BETWEEN: Biweekly Bevacizumab + Trifluridine/Tipiracil to Reduce Grade 3-4 Neutropenia in mCRC Patients
- Conditions
- Metastatic Colorectal Cancer
- Interventions
- Registration Number
- NCT07071844
- Lead Sponsor
- GERCOR - Multidisciplinary Oncology Cooperative Group
- Brief Summary
This study was design to:
* To assess the impact of a biweekly (experimental arm) compared to a conventional administration (control arm) on the rate of grade 3-4 neutropenia in metastatic colorectal cancer (mCRC) patients treated with trifluridine/tipiracil plus bevacizumab, and
* To identify predictive clinical and biological factors for grade 3-4 neutropenia in this patient population.
- Detailed Description
Trifluridine/tipiracil is effective in refractory metastatic colorectal cancer (mCRC), as shown in phase III trials, including SUNLIGHT, which demonstrated improved PFS and OS when combined with bevacizumab, setting a new third-line standard.
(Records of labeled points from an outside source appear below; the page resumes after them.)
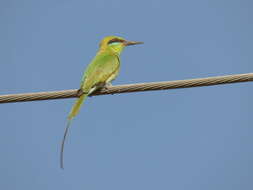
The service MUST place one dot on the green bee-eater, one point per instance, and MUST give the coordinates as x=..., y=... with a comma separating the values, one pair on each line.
x=100, y=72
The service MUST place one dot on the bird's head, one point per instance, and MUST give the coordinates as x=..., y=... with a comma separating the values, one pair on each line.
x=115, y=44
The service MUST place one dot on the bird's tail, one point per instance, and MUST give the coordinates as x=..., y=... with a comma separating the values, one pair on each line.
x=76, y=107
x=74, y=111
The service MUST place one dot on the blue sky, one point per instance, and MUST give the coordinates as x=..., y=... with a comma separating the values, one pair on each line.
x=194, y=139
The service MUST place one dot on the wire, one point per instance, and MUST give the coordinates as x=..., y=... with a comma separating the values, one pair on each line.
x=139, y=87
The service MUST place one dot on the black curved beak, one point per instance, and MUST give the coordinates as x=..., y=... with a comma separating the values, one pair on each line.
x=130, y=43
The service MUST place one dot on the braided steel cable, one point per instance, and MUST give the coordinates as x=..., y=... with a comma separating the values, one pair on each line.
x=139, y=87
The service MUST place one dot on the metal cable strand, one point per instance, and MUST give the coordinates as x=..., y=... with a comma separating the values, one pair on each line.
x=130, y=88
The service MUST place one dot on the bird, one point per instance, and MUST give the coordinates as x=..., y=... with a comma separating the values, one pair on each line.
x=102, y=70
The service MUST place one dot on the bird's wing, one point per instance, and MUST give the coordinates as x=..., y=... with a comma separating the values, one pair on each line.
x=102, y=67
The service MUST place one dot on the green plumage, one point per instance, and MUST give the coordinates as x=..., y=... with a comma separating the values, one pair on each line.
x=101, y=71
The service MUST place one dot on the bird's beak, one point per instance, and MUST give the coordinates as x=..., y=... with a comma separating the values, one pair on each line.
x=130, y=43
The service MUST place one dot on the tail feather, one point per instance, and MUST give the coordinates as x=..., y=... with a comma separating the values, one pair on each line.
x=74, y=111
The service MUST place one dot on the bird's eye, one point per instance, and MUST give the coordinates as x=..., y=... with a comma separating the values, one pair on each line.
x=115, y=41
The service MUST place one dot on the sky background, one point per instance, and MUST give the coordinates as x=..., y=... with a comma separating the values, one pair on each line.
x=194, y=139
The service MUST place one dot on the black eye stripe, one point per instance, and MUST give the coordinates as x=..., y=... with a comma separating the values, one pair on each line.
x=115, y=40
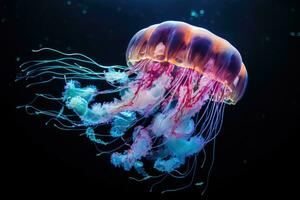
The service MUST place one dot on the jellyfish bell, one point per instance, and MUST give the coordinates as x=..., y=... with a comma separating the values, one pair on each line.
x=187, y=46
x=179, y=77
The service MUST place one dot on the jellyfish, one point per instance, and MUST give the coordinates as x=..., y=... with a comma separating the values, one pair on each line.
x=169, y=99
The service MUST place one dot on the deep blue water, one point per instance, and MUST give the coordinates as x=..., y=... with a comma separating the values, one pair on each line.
x=254, y=155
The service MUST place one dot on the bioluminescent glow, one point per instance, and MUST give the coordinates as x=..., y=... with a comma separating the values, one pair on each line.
x=169, y=101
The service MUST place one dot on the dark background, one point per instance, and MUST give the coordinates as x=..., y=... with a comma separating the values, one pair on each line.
x=255, y=155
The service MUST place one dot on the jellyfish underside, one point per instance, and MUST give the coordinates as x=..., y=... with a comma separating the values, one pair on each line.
x=170, y=96
x=169, y=100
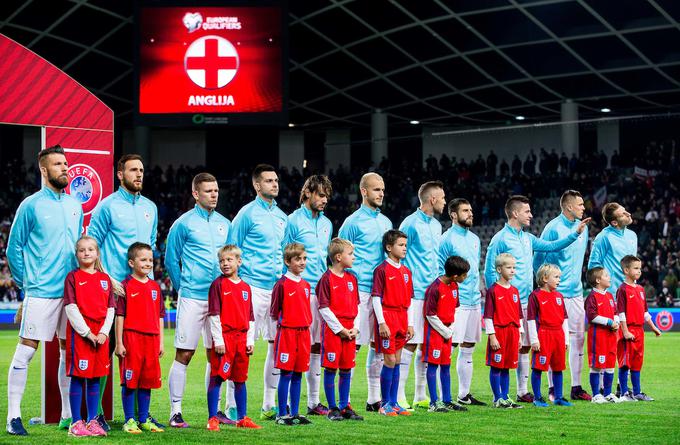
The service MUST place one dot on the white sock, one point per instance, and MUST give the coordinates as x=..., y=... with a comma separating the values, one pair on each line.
x=374, y=363
x=313, y=378
x=64, y=386
x=177, y=380
x=576, y=358
x=420, y=372
x=404, y=369
x=230, y=396
x=16, y=379
x=522, y=374
x=464, y=370
x=271, y=379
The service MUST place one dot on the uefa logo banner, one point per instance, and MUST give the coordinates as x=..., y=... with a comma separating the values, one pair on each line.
x=85, y=185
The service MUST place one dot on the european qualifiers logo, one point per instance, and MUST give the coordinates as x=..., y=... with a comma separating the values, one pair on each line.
x=85, y=185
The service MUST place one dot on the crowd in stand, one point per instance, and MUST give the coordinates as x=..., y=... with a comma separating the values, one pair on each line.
x=653, y=197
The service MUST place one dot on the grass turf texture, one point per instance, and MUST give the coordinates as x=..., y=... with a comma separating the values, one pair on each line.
x=654, y=422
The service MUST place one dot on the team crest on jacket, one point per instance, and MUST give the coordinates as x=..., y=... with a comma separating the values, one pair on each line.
x=84, y=185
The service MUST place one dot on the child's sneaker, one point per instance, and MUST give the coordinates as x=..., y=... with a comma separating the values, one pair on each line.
x=64, y=424
x=213, y=424
x=150, y=426
x=387, y=410
x=512, y=404
x=401, y=411
x=611, y=398
x=562, y=402
x=627, y=397
x=131, y=427
x=438, y=407
x=95, y=428
x=540, y=403
x=246, y=422
x=599, y=399
x=79, y=429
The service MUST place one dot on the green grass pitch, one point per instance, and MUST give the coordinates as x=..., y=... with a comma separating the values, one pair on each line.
x=655, y=423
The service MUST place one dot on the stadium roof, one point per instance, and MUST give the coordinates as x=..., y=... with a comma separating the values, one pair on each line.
x=441, y=62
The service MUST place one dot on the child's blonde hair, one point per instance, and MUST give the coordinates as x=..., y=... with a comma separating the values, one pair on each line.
x=337, y=246
x=544, y=271
x=502, y=259
x=231, y=249
x=98, y=262
x=292, y=250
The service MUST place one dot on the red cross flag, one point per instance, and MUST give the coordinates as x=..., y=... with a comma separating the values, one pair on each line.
x=211, y=62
However, this combination raises grade 3-4 neutropenia rates to 43-66%, often leading to dose reductions or delays. A biweekly regimen tested in a small phase II trial showed reduced neutropenia (15.9%) but limited generalizability. Neutropenia remains a major concern, with 9.5% mortality. G-CSF may help manage risk, especially in high-risk patients (LONGBOARD).
Recruitment & Eligibility
- Status
- NOT_YET_RECRUITING
- Sex
- All
- Target Recruitment
- 162
- Signed and dated informed consent,
- Patients willing and able to comply with protocol requirements,
- Age ≥ 18 years,
- ECOG PS 0-1,
- Histologically proven colorectal adenocarcinoma,
- Stage IV disease,
- Previous chemotherapy regimens with each of the following agents: fluoropyrimidine, oxaliplatin, irinotecan, anti-VEGF therapy (bevacizumab, aflibercept, and anti-EGFR therapy (cetuximab or panitumumab for tumors with RAS and/or BRAF wild-type),
- Tumor assessment (CT-scan or MRI) no later than 21 days prior to treatment - at least one measurable or evaluable lesion as assessed by computed tomography (CT)-scan or magnetic resonance imaging (MRI) according to RECIST,
- Known BRAF and RAS mutational status, and microsatellite instability/mismatch repair deficiency (MSI/dMMR) status,
- Have life expectancy of at least 3 months,
- Adequate hematologic function: neutrophils >1.5 x 10^9/L; platelets >100 x 10^9/L; hemoglobin ≥ 9 g/dL,
- Adequate renal function: Calculated (regardless of the calculation method) creatinine clearance (CrCl) ≥30 mL/min), proteinuria < 2+ (dipstick urinalysis) or ≤1g / 24h,
- Adequate liver function: aspartate aminotransferase (AST) and alanine aminotransferase (ALT) ≤2.5 x upper limit normal (ULN; ≤5 x ULN in case of liver metastasis), total bilirubin ≤1.5 x ULN (<2 x ULN if hyperbilirubinemia is due to Gilbert's syndrome), albumin ≥25 g/L,
- Clinical and blood baseline evaluations no later than 14 days prior to treatment,
- Ability to swallow oral tablets,
- Women must be surgically sterile or postmenopausal, or not be pregnant, breastfeeding, or expecting to conceive during the study. Women of childbearing potential (WOCBP) must have a negative serum pregnancy test within 72 hours prior to starting trifluridine/tipiracil treatment. WOCBP must agree to use an adequate method of contraception or birth control for the duration of study treatment and least 6 months (trifluridine/tipiracil, bevacizumab) after the last dose of the study treatment,
- Males who are fertile and sexually active with WOCBP must agree to follow instructions for method(s) of contraception for the duration of study treatment and at least 6 months (trifluridine/tipiracil, bevacizumab) after the last dose of the study treatment.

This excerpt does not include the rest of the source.